Arfan menghentikan gerakannya, menatap Laila tajam. “Kamu lagi-lagi nolak aku, ya?”
“Bukan nolak, mas… Aku cuma minta waktu. Hanya malam ini.”
“Tiap malam kamu bilang capek. Kamu pikir aku ini patung?” suara Arfan meninggi.
Laila menunduk. Rasanya sakit sekali saat kebutuhan fisiknya lebih dipentingkan daripada perasaannya.
“Maaf, aku bukan mau bikin mas marah. Aku cuma minta sedikit pengertian. Aku juga manusia, mas.”
Arfan berdiri dari ranjang, berjalan ke jendela dengan langkah cepat. Laila menahan air mata yang hampir jatuh. Ia tahu, kalau ia menangis sekarang, maka semuanya akan berbalik padanya. Ia akan dianggap terlalu sensitif, terlalu lemah.
“Baik,” ucap Arfan akhirnya dengan suara rendah. “Besok, kamu harus siap. Jangan kasih alasan lagi.”

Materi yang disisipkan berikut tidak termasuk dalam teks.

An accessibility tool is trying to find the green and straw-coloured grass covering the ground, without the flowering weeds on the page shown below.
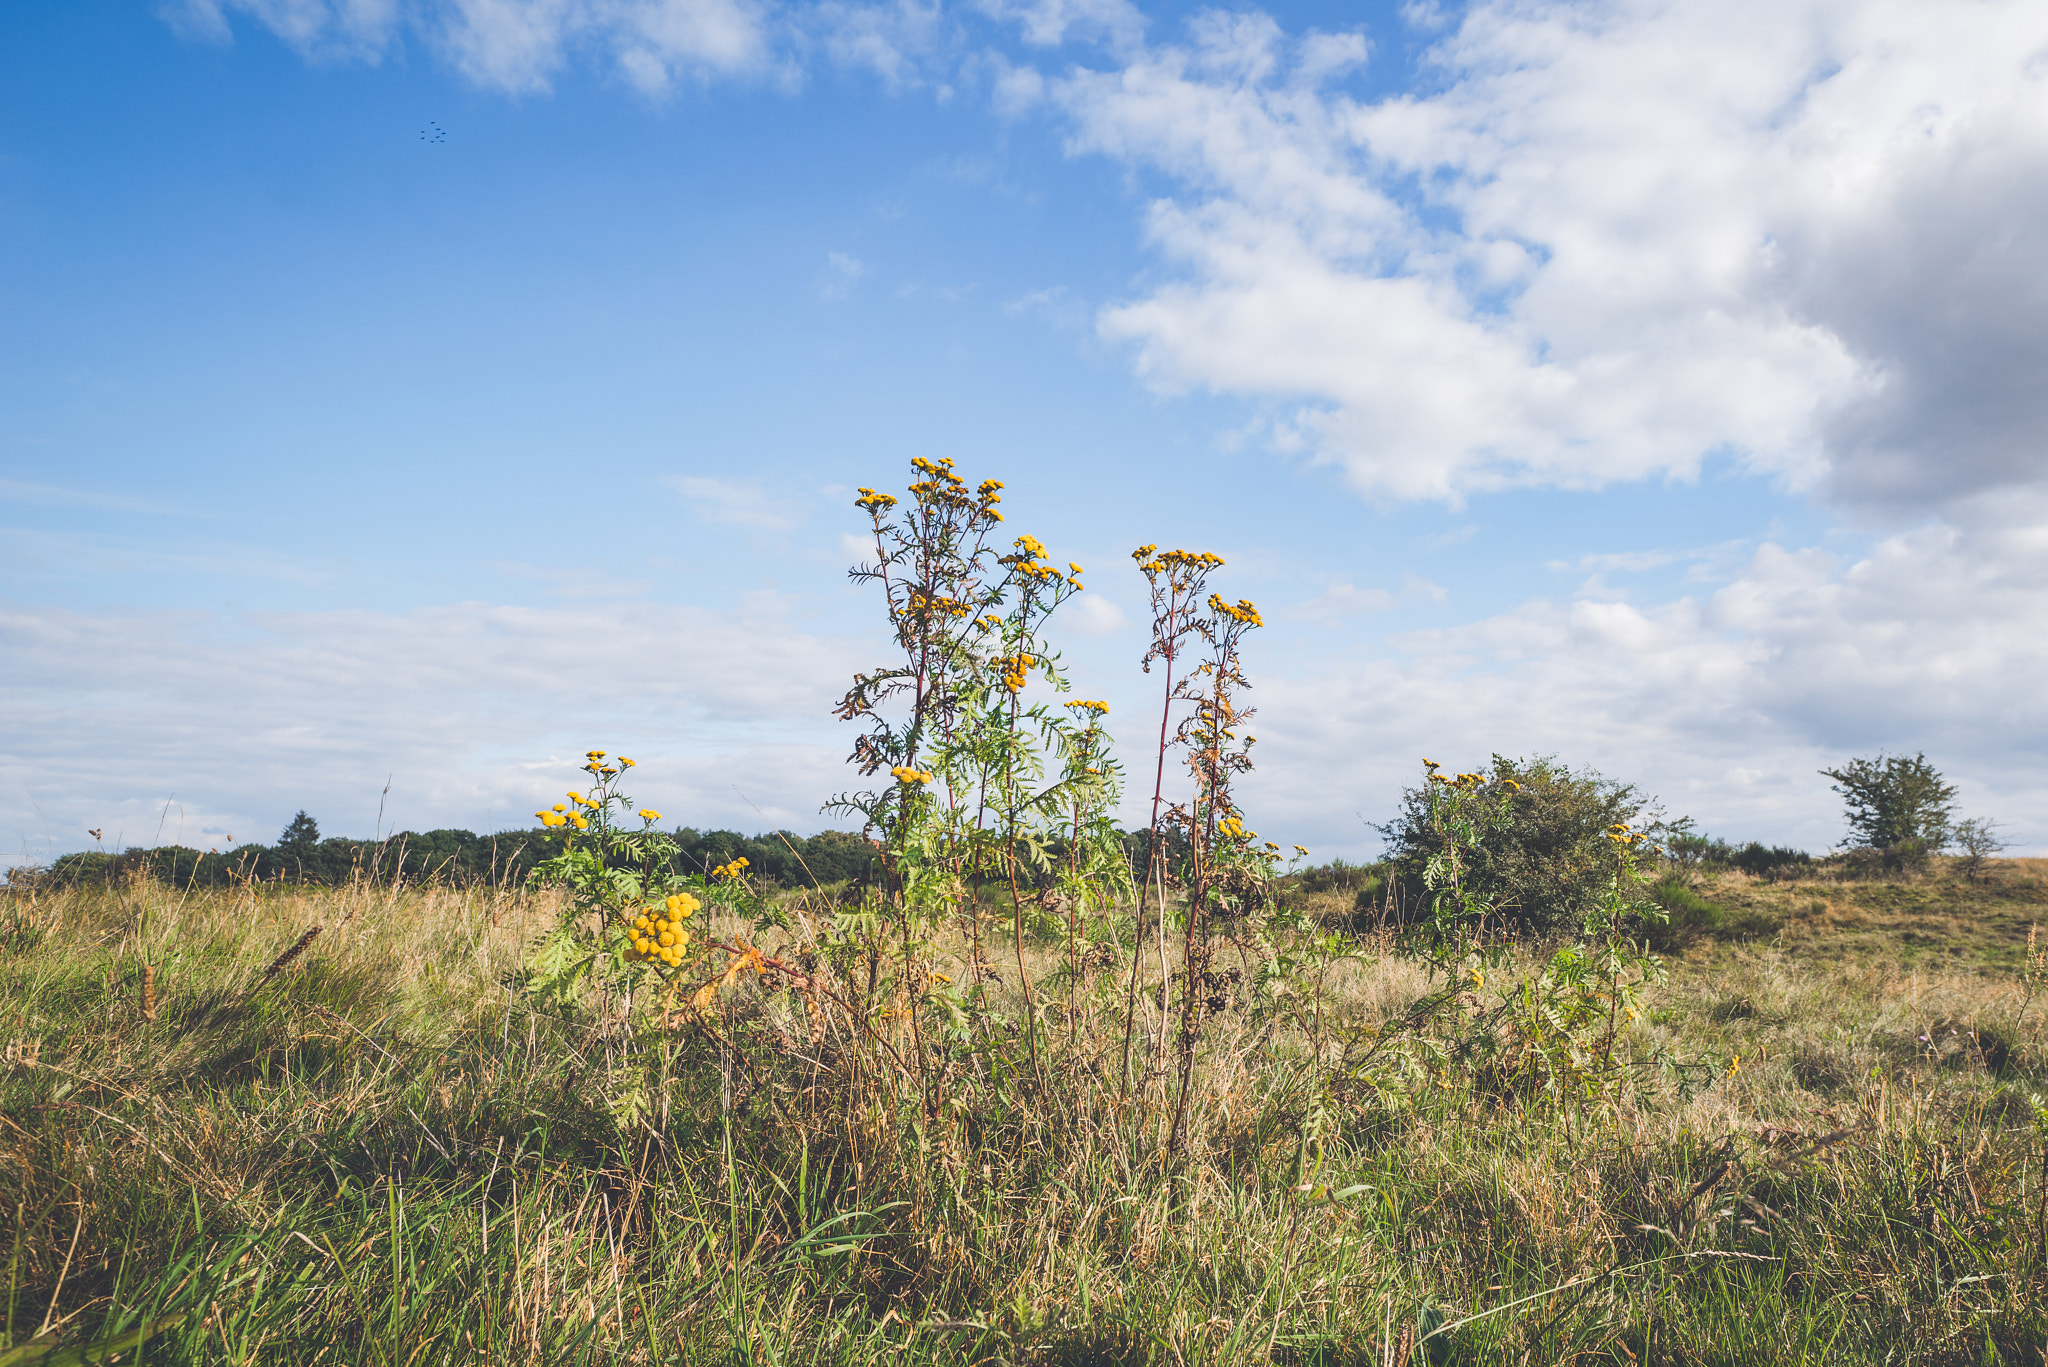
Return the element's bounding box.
[0,861,2048,1367]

Laila mengangguk. “Terima kasih, mas.”
Malam itu, mereka tidur dalam diam. Punggung Arfan membelakangi Laila, dan Laila menatap langit-langit kamar dengan tatapan kosong. Ini bukan soal seks. Ini soal perasaan, soal kebutuhan untuk dimengerti, dihargai, dan didengar.
Keesokan paginya, Laila bangun lebih awal. Ia menyeduh teh, lalu duduk di teras rumah. Udara pagi masih segar, suara burung terdengar samar-samar dari pohon tetangga. Laila membuka ponselnya dan mengirim pesan kepada Bu Santi.
Bu, saya sudah bicara dengan suami. Dia setuju untuk mempekerjakan pembantu. Saya juga sudah mulai sedikit demi sedikit merawat diri saya. Tapi rasanya masih berat, Bu. Saya masih sering merasa lelah, dan setiap malam saya merasa seperti barang, bukan manusia. Tapi saya akan terus mencoba.
Pesan itu dibaca Bu Santi tak lama kemudian.
Kamu hebat, Laila. Proses itu memang tidak instan. Tapi kamu sudah memulai, dan itu sudah sangat luar biasa. Jangan lupa, kamu tidak sendiri. Kita akan cari cara agar kamu bisa tetap sehat—secara jasmani dan batin.
Laila menghapus air matanya yang jatuh perlahan. Ini memang belum akhir dari perjuangannya. Tapi setidaknya, hari ini ia berhasil berdiri. Meski sedikit goyah, tapi tetap berdiri.